Caption: Huge snowplows
G: That was the core of your concept to represent snowplows as well as snow-scape in the midsummer without snow. You exhibit a series of huge snowplows in Tsumari work while you put smaller snowplow for family use in Art Front Gallery.
K: First, I thought of showing simply snowplows parked in the warehouse. In order to elaborate the fictional state of the scene, I added the imagery of video, photo, sound or lighting all integrating as installation. That will, I believe, encourage the viewers to imagine during summer time the winter time far from the present situation. They will also imagine the far place of Echigo in exhibit of the gallery in Daikanyama.
Caption: Small sized snowplow used in the farm of the locals
G: Did you visit Tsumari again in heavy snow of February for research of video, sound and photos?
K: That time I was with Masamitsu Araki, sound artist, and with Takuya Matsumi, video artist. We focused on shooting the activity of snowplows closing up the snow blew out or focusing some “traces” of snowplow such as the snow wall or snow mountain created by snowplows.
Caption: Scene of research (Kaneuji on the left)
G: During the research for recording the activity of snowplows, did you have any impressive anecdote?
K: Honestly, we could not shoot the active snowplows at first, there was not much snow falling in February. As soon as we caught the information of snowplow working, we rushed to follow their activity! What interested me on the other hand was the snow mound created artificially. They are rather dirty grey mound, as you see in these photos or video, had been produced in the parking area of shopping center to pool the eliminated snow. They were giving a presence, outcome of the battle between men and colossal natural phenomenon showcasing a form of collaboration of men and nature at the same time. This product impressed me most.
Caption: Artificial huge snow mound
G: You have collaged comic images on photo work. How did you conceive this idea?
K: Comic images are printed silkscreen on the acrylic board over the photo. I encounter this way of presentation during my artist’s residence in STPI in Singapore. The collaged images have been taken from the SF comics I read in my childhood. For the most parts come from the comics in the seventies or eighties, which, according to the researchers of comics history, allow a wider world of future through these images with detailed background, for example.
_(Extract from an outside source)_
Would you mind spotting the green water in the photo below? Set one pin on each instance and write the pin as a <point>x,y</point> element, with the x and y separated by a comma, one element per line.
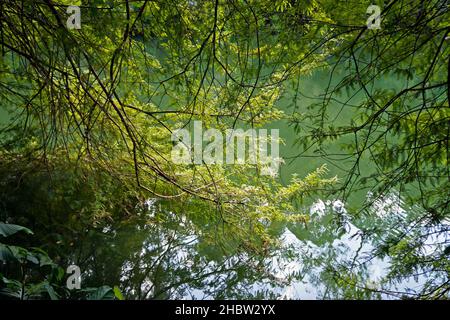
<point>165,251</point>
Caption: Games,Dance & the Constructions (snowplow) #7, 600 x 800 mm, 2018
G: Surely a variety of images are encrusted into these works.
K: Silkscreen prints on photos are monotype since layout are changed every time.
The used colors are those taken from the body color of snowplows such as red, orange, green and yellow. These colors are also used in the reflective sheet pasted onto the wall paper work. Reflective sheet found in the road signage inspired me as iconic material of landscape or earthy image in this area.
Caption:Games, Dance & the Constructions (Snowplow/ Wallpaper), 2500 x 6000 mm, 2018
G: In the exhibit of gallery, unlike in Tsumari, you have stone sculpture.
K: These stones came from the Shinano River in flowing in the Ttsumari area. Shinano river stones are round and so cute that I wanted to make them art pieces!
The stones are cast into that on the stone with white resinous material. The appearance is like snowmen, which will hopefully convey my idea to visualize the snowfall in an artistic representation. In other words, a prototype of the snowfall exists underneath. Combination of the stone with snow also develop the more complicate time scale, that is, stones have lived long years to come into this time, which will be overlapped with the time scale of ephemeral snow varnishing in summer.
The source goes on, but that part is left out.